Former Democratic congressman and likely presidential candidate Beto O’Rourke posts journals of his life, his thoughts, and his travels; only some of those make it to the web. We’ve imagined one that got lost along the way. Welcome to the Beto Diaries.

Dear Diary,

Wandering the aisles of a Piggly Wiggly in Muldrow, Oklahoma. They have fresh fruit here. Sliced bread. Milk, too, in cartons and in jugs. There’s a whole wall of cheeses, some grated, some wedged, some in blocks not unlike the state in which I find myself on this windless winter morning. I think of that Clash song “Lost in the Supermarket” and smile. I remember the bread and fruit and cheese of El Paso and Juárez. I feel at home. It is America. We are American.
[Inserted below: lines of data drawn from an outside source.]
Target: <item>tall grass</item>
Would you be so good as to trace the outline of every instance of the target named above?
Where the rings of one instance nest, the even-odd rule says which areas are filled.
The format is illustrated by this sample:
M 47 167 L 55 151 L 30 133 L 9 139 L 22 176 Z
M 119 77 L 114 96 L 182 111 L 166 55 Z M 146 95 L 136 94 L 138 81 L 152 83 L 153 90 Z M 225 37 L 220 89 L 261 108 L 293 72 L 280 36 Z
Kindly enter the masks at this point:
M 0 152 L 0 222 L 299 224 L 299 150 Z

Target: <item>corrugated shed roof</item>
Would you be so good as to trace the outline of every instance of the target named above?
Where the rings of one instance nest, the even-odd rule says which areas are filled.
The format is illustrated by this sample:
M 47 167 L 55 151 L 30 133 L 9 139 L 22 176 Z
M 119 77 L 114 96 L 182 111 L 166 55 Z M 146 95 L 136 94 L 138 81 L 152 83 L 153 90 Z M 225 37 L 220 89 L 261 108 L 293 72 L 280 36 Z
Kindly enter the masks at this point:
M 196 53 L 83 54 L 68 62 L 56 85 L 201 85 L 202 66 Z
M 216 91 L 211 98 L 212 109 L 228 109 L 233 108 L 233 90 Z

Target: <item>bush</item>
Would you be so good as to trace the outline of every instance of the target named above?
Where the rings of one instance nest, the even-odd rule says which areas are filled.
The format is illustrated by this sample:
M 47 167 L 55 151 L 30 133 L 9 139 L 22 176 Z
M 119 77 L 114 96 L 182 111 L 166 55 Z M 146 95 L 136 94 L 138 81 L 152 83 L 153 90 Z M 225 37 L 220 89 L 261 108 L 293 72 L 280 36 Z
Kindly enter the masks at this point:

So is some of the cheese.

I’m wearing a jacket with a zipper, and it’s cold enough to use it, to secure my torso, still weary from the campaign, in a cocoon of down and fleece. But it’s less cold in the truck, and the truck is where I’ll be.

Last week, the truck and I drove north out of El Paso. North. Up. Towards something. New Mexico specifically, but more than that. Pressed play on the Spotify playlist. Fugazi, Billy Joel, the Buzzcocks, Paul McCartney saying it’s “getting better all the time,” which is inspiring, because it’s been a weird, workless couple of weeks. Time to get out and start seeing people. Learning about their homes. Talking with them about mine.

Stopped at the Valero in Carrizozo, New Mexico, for a snack. Watched the hot dogs sweating and rolling under the heat lamp. Sausages. First mentioned in The Odyssey, the book that’s guided me most of my life.   

As when a man beside a great fire has filled a sausage with fat and blood and turns it this way and that and is very eager to get it quickly roasted.

Hot dogs. Turning this way and that. Met the clerk behind the counter. Beverly. Had been working at the station for almost two years but waitressing most of her career. Misses the tips but not having to work for them. You can be yourself at Valero, she says. Told her about Charles Feltman, who opened the first hot dog stand in America. In Coney Island. 1870. Used to call them Coney Island Red Hots. He was German. Immigrated here when he was fifteen.

These hot dogs were shorter than the footlongs Feltman peddled, but they were still red, still hot. Turning this way and that. Bare under the lamp, each a blank canvas. Mustard. Ketchup. Both. Your choice. In Chicago they reach for relish and celery salt. In Texas we douse them with chili and cheese. Out west, in Arizona, they wrap the frank in bacon, grill it, and adorn it with pinto beans and onions. A Sonoran hot dog, they call it, because it originated across the border, in Hermosillo, Sonora.

It’s no surprise that places all over the country would have divergent takes on wiener dressing. We are a diverse nation in ethnicity, religious practice, experience, and thought. At present our contrasts are striking, but we’re more alike than we may acknowledge, bound by a common set of ideals. Decency. Progress. Freedom. Tolerance. In many ways the Seattle dog (with cream cheese) and the Atlanta dog (just coleslaw) could not seem more at odds. But underneath the cheese, the peppers, the guacamole, or the sauerkraut, a hot dog is a hot dog, and the hot dogs came via Ellis Island. Because we let people in.

All that talk of hot dogs, and I ended up getting a blueberry hand pie and eight chicken taquitos. Met an amazing young man named Eric as I finished filling up the truck. He had a shortboard with him. “Hey, man. You shred?” I asked. I gave him one of my ’quitos. We skated. We talked. He told me how his maternal grandma used to spend hours driving the bumper boats at the Pillow’s FunTrackers Family Fun Center in Ruidoso. She had grown up on the Texas coast. Whole family of fishermen and fisherwomen. She came to New Mexico as a young wife and she cried. Landlocked. The bumper boats always felt like home. Eric liked the go-karts. They both loved Skee-Ball.

I leave the Muldrow Piggly Wiggly with some water, twenty ounces of Dr Pepper, and six bags of chips. Sour Cream & Onion. BBQ. Cool Ranch. Chile Limón. Flaming Cheetos. Original Fritos, perfect as is. Missed call from Oprah’s people. Lorne Michaels texts again, begging me to host. I ask him how he got this number. Before he has a chance to respond, I turn the truck on. Press play on Spotify. “Androgynous” by the Replacements comes on, and I turn up the volume. There’s something so familiar, so comforting, about that steady, sweet piano that it opens with. I pull out of the parking lot and head out of town. Not sure where I’ll stop next, but I think I’ll keep heading north, towards something, for now.